"We are actively soliciting sponsors in retail, office, industrial and multifamily so we can invest significant amounts of capital in Texas," Robert Brunswick, president and CEO of the Newport Beach, CA-based Buchanan Street Partners, tells GlobeSt.com. "Texas is one of the better states to uncover opportunities just because of its sheer size."

In two years, the firm's made two value-add buys in Texas, but that's expected to change with the hard push for more sponsors, specifically joint venture partners with hands-on experience or solid knowledge of local markets. "Texas stacks up very high because of its positive demographics and economic trends," Brunswick stresses. "Texas has cyclical ups and downs, but we're starting to see some good investment opportunities there."

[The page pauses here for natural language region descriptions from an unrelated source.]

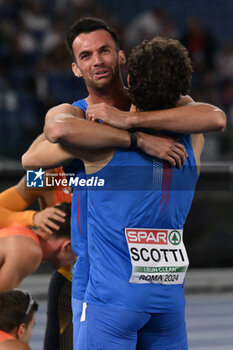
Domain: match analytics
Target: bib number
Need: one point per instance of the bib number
(157, 255)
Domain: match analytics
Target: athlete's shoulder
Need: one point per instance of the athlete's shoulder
(65, 108)
(14, 344)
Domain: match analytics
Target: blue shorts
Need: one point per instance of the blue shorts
(77, 306)
(106, 328)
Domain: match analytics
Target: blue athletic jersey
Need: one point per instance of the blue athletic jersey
(79, 225)
(139, 192)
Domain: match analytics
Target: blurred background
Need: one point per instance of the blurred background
(35, 75)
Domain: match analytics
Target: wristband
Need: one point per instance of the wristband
(133, 139)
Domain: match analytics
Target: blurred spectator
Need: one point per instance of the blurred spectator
(224, 62)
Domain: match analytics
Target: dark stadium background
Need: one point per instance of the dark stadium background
(35, 74)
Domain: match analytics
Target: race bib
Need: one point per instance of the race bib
(157, 255)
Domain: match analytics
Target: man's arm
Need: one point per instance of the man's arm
(84, 138)
(17, 265)
(188, 117)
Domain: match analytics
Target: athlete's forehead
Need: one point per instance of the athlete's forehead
(93, 41)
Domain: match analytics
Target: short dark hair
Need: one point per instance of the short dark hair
(16, 307)
(160, 70)
(64, 227)
(87, 25)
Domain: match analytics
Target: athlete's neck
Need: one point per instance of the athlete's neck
(116, 97)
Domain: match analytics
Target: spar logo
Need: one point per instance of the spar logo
(146, 236)
(174, 237)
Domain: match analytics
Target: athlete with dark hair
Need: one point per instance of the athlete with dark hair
(13, 202)
(96, 60)
(17, 318)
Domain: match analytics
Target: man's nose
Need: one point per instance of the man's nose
(97, 59)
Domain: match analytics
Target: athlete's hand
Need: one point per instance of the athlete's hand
(162, 147)
(108, 114)
(42, 219)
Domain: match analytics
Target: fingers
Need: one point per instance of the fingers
(43, 219)
(46, 230)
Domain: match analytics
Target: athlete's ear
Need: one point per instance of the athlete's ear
(121, 58)
(66, 245)
(76, 70)
(20, 331)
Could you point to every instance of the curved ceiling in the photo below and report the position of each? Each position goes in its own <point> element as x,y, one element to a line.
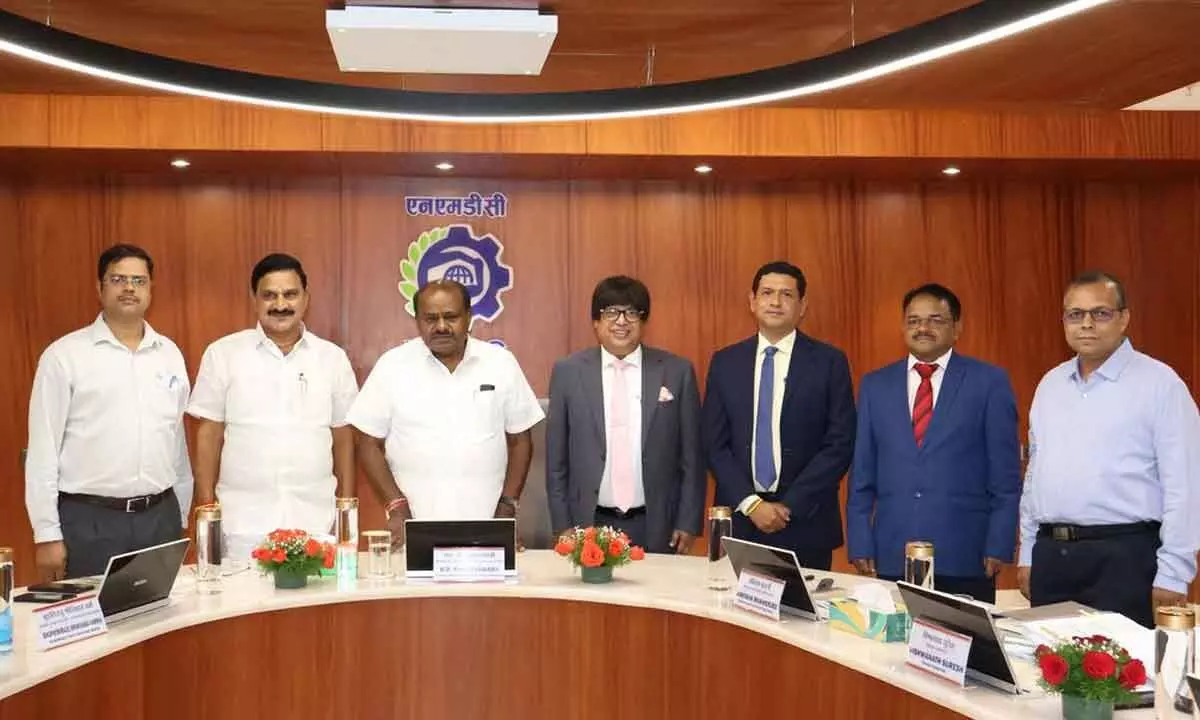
<point>1111,57</point>
<point>600,45</point>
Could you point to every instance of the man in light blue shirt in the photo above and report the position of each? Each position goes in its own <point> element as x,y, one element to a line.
<point>1111,499</point>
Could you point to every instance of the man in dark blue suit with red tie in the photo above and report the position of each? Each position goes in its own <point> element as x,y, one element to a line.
<point>936,457</point>
<point>779,425</point>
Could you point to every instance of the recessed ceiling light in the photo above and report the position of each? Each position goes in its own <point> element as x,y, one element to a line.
<point>976,25</point>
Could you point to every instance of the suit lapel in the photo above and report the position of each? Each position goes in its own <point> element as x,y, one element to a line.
<point>945,402</point>
<point>593,389</point>
<point>652,381</point>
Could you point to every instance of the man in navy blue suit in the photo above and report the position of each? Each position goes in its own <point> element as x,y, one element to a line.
<point>936,457</point>
<point>779,425</point>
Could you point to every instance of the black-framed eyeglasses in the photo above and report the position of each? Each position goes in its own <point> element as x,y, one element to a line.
<point>119,281</point>
<point>915,322</point>
<point>631,315</point>
<point>1099,316</point>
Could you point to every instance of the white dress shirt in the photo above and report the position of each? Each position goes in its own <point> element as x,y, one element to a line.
<point>445,432</point>
<point>634,405</point>
<point>783,360</point>
<point>106,420</point>
<point>277,460</point>
<point>935,379</point>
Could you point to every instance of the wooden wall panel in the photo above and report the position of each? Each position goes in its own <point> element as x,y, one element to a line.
<point>1006,247</point>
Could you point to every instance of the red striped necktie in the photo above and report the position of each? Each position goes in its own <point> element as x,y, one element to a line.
<point>923,406</point>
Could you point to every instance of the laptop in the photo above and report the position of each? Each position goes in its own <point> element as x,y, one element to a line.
<point>777,563</point>
<point>141,581</point>
<point>423,537</point>
<point>988,663</point>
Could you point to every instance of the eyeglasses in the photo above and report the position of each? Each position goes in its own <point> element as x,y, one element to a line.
<point>1099,315</point>
<point>915,322</point>
<point>118,281</point>
<point>629,313</point>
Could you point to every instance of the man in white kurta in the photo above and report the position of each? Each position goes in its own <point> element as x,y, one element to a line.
<point>451,417</point>
<point>273,403</point>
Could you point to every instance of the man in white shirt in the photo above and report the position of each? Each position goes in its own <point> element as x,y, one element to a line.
<point>106,433</point>
<point>274,445</point>
<point>445,420</point>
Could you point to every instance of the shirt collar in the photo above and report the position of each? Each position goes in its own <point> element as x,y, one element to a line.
<point>783,347</point>
<point>100,333</point>
<point>1113,367</point>
<point>941,363</point>
<point>265,341</point>
<point>635,358</point>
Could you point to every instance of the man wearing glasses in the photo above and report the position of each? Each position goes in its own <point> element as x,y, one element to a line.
<point>623,437</point>
<point>107,467</point>
<point>1113,485</point>
<point>936,457</point>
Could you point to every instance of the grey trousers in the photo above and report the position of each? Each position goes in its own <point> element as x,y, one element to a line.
<point>93,533</point>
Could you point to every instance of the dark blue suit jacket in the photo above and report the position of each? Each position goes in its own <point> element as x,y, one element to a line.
<point>816,432</point>
<point>960,490</point>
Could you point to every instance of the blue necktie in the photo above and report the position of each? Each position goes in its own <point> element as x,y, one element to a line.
<point>763,441</point>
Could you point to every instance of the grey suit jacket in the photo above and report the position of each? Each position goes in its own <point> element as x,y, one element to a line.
<point>672,459</point>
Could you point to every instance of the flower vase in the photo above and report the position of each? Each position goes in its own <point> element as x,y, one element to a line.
<point>1083,708</point>
<point>597,575</point>
<point>289,580</point>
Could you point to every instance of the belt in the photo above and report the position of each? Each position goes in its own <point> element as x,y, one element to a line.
<point>137,504</point>
<point>1071,533</point>
<point>622,514</point>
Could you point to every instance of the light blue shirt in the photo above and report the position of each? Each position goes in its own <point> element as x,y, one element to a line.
<point>1121,447</point>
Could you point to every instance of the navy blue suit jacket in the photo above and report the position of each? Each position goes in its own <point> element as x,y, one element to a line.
<point>960,490</point>
<point>816,432</point>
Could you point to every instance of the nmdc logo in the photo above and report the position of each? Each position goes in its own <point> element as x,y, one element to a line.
<point>456,253</point>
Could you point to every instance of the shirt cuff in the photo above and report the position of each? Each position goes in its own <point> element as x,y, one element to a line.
<point>53,534</point>
<point>1167,582</point>
<point>745,503</point>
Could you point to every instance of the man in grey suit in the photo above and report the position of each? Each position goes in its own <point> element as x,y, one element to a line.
<point>623,436</point>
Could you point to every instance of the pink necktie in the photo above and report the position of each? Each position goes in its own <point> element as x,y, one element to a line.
<point>621,461</point>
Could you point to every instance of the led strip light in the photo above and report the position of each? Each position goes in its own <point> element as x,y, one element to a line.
<point>970,28</point>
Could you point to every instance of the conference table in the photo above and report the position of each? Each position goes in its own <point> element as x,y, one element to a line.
<point>653,643</point>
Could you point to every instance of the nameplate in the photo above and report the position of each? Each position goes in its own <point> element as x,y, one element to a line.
<point>939,652</point>
<point>69,622</point>
<point>468,564</point>
<point>759,594</point>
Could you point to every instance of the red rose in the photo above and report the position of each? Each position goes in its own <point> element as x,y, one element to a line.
<point>1099,665</point>
<point>592,555</point>
<point>1133,675</point>
<point>1054,669</point>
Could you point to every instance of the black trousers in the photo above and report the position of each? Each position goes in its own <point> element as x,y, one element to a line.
<point>93,533</point>
<point>1111,574</point>
<point>981,588</point>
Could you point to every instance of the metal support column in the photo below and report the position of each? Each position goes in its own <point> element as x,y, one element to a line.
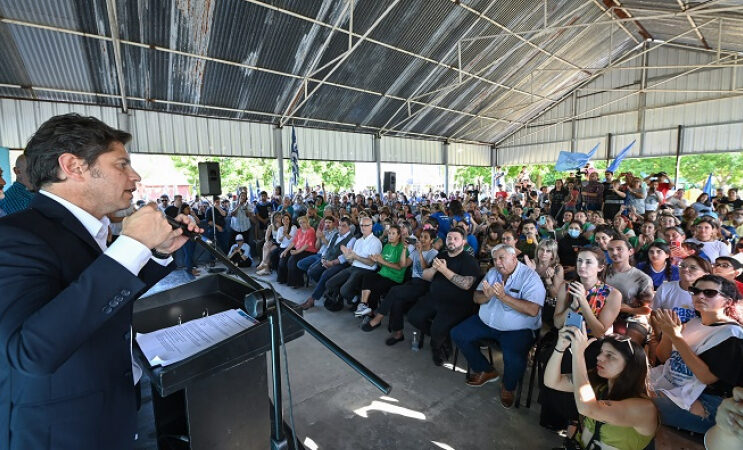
<point>573,123</point>
<point>445,160</point>
<point>679,146</point>
<point>641,99</point>
<point>278,153</point>
<point>377,149</point>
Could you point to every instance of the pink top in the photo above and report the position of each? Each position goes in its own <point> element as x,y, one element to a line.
<point>305,237</point>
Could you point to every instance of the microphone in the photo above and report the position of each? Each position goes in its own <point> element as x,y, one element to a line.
<point>186,232</point>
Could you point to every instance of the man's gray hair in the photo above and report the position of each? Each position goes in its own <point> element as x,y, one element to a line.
<point>505,247</point>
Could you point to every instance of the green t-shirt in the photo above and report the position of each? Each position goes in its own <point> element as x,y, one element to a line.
<point>392,254</point>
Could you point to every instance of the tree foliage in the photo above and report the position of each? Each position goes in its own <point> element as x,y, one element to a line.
<point>234,171</point>
<point>245,171</point>
<point>336,175</point>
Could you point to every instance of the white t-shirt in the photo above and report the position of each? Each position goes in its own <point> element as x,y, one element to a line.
<point>671,296</point>
<point>284,242</point>
<point>713,249</point>
<point>524,283</point>
<point>364,247</point>
<point>245,248</point>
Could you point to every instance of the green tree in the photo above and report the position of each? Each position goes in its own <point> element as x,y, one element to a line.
<point>336,175</point>
<point>234,172</point>
<point>464,175</point>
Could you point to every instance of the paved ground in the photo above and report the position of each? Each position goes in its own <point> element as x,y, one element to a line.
<point>429,407</point>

The most recent deal teams Buchanan Street with Dallas-based Westmount Realty, which bought an empty 418,000-sf office building in Plano for $9.7 million. The repositioning plan includes $10.7 million for improvements to a single-tenant structure emptied in 2003 by Alcatel Corp. Westmount's plan is simple: fill 1000 Coit Rd. whether it's a single tenant or several. Buchanan Street Partners kicked in $7.8 million of equity for the play, set up by Craig Reed in the firm's headquarters office and Jim Richards with Houston-based Live Oak Capital.

In July 2002, Buchanan teamed with Lynch Investments LLC of Oakland, CA which was actively buying multifamily product in Houston. That deal cornered a deed to a 103-unit complex, Greenway Court, near the Galleria. About $7.5 million went into the purchase and improvements.

"The two-year timeframe between investments wasn't a conscious decision," Brunswick emphasizes. "We're starting to get more networked in Texas. As our name gets out, we will get more."

Brunswick is hoping to nail down another deal in the Lone Star State in "three or four months." Nothing is under contract but, he says, "we're looking at some things."

Buchanan Street Partners, a real estate investment bank, is deploying the 2005 allocation into principal equity investments to expand geographically, reserving its agency business, which is advisory in nature, for West Coast activity. The equity comes from a variety of sources, but it's all US capital waiting to be spent.

"Our investment appetite is not dictated by a certain amount of money," Brunswick explains. "It's driven by opportunity." The quest spans all product types and all scenarios, including recapitalization and ground-up projects.

Brunswick says the plan is to find opportunity-laced deals requiring $5 million to $15 million of equity and all-in total project costs of $15 million to $50 million for a three- to seven-year hold. As was the case with Westmount, the building can be empty. "A lot of equity players and investment players won't do empty buildings," he says. "We like the per pound analysis."